NP-Physician Patient Co-Management Enhance Quality of Care

This article originally appeared in the Fall/Winter 2018 issue of Columbia Nursing magazine.

By co-managing primary care patients, nurse practitioners (NPs) and physicians can reduce their individual workloads, and improve patient care access, quality, and healthcare outcomes, Columbia Nursing researchers report. Their findings stem from studies of successful physician-NP patient co-management, which also underscored the importance of effective clinician communication, mutual respect and trust, a shared philosophy of care, and most important, a work environment that supports NP autonomy, wrote principal investigator Allison A. Norful ’17, PhD. “Hierarchies in healthcare are often counterproductive,” Norful said. “Organizational policies need to support NP-physician co-management to fully grasp the benefits of this interprofessional care delivery model.”

Norful and colleagues systematically reviewed 156 studies, and conducted 26 qualitative interviews with NPs and physicians to identify the components and effects of successful patient co-management. They found that NP practice autonomy, which varies among states, and clinicians’ willingness to co-manage patients were essential for successful co-management, as were three core components: effective communication, mutual respect and trust, and a shared philosophy of care. “The stronger co-management is, the greater the potential for beneficial patient, clinician, and practice outcomes,” said Norful, whose team compiled study results to create an NP-physician patient co-management model.

NP-physician co-management is a timely answer to the need for high quality patient care as the supply of primary care physicians dwindles, a growing number of patients--especially those with multiple comorbidities—seek primary care services, and insurers favor value-based rather than volume-based care for reimbursement. “Patients need timely and high quality care, yet care management demands cannot be left to a single discipline alone. We need an “all hands on deck” approach to meet the needs of our patients,” Norful said.

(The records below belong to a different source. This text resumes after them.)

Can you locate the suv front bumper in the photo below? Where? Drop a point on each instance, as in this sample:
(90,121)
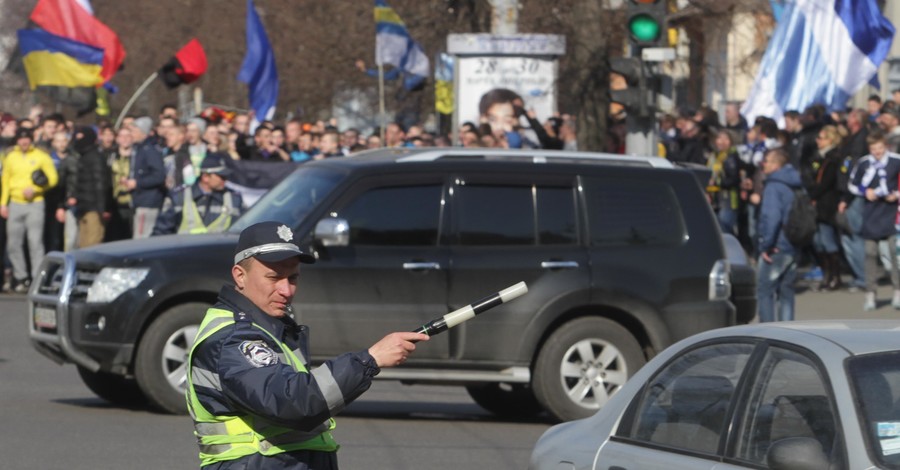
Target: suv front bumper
(65,328)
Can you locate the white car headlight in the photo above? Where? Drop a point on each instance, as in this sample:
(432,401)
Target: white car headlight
(112,282)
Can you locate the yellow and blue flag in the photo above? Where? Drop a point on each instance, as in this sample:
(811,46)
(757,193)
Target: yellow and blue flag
(52,60)
(394,46)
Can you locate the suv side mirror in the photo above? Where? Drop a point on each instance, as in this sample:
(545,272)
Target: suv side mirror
(333,232)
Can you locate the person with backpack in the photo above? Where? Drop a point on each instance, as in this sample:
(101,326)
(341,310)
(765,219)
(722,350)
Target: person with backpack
(777,265)
(874,178)
(823,189)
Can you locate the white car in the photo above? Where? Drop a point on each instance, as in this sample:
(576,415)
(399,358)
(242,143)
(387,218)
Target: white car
(788,395)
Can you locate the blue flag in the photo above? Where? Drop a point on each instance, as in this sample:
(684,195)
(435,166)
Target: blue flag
(822,52)
(394,46)
(258,70)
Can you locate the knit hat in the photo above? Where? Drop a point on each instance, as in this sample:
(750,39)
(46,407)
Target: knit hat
(144,123)
(199,122)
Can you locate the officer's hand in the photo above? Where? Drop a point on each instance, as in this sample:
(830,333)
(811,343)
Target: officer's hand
(394,348)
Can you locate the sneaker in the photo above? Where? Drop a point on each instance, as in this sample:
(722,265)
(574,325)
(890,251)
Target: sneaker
(870,302)
(21,287)
(814,274)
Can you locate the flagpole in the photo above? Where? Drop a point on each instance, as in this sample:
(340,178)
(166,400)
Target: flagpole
(134,97)
(381,103)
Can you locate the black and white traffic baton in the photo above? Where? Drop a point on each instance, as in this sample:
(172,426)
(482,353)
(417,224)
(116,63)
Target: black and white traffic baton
(468,312)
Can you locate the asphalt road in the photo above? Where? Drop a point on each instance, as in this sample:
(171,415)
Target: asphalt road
(54,422)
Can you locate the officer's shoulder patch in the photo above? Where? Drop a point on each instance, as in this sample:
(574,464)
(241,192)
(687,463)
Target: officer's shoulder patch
(258,353)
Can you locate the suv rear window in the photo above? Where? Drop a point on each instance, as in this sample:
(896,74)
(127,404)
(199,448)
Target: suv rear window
(633,212)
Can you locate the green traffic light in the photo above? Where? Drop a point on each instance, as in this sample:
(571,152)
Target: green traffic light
(643,28)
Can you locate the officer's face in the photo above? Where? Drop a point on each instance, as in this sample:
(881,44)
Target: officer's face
(270,286)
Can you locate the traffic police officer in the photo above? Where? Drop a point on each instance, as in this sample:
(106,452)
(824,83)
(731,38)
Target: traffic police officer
(254,401)
(207,206)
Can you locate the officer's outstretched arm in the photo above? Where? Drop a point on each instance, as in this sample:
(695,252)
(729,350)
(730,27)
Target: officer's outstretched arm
(394,348)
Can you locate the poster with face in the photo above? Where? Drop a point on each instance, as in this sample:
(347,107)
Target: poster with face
(488,86)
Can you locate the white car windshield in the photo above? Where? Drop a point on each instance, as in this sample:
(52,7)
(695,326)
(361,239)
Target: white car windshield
(876,382)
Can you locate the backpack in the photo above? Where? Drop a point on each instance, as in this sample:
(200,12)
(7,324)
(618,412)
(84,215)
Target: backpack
(801,225)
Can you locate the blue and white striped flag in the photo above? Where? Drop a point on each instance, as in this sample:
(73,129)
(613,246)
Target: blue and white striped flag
(394,46)
(822,52)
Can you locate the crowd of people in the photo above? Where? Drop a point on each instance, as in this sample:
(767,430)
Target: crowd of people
(66,186)
(847,164)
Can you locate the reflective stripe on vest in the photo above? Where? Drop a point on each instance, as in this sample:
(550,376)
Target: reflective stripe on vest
(192,222)
(223,438)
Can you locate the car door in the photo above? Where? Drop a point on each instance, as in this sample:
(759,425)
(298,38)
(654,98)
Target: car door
(789,397)
(390,276)
(509,228)
(680,418)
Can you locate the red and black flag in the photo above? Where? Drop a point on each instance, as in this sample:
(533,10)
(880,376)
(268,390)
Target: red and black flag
(187,66)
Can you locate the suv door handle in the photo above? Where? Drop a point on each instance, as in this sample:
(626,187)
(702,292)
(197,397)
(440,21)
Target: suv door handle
(559,264)
(421,266)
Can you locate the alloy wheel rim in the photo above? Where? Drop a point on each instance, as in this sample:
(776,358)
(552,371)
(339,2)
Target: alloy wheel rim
(175,355)
(591,371)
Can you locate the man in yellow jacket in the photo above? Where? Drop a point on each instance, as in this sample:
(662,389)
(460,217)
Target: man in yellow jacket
(27,173)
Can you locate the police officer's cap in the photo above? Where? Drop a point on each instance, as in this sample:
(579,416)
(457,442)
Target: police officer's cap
(269,242)
(214,163)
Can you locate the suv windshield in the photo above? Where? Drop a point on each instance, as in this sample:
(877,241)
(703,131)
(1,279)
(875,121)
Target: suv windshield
(291,199)
(876,381)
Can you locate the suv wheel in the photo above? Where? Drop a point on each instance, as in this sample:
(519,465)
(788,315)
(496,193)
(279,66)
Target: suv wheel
(162,356)
(506,400)
(113,388)
(582,364)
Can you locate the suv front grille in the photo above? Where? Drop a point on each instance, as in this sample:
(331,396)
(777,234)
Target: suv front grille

She noted that NP–physician co-management could be more economical than two physicians caring for a single patient, although, she called for more studies about its cost effectiveness. She also called for more interdisciplinary education to familiarize NPs and physicians with each other’s disciplines and co-management strategies.

This study was funded by the National Institute of Nursing Research and the National Center for Advancing Translational Sciences, National Institutes of Health, and appeared in in the May/June 2018 online edition of Annals of Family Medicine.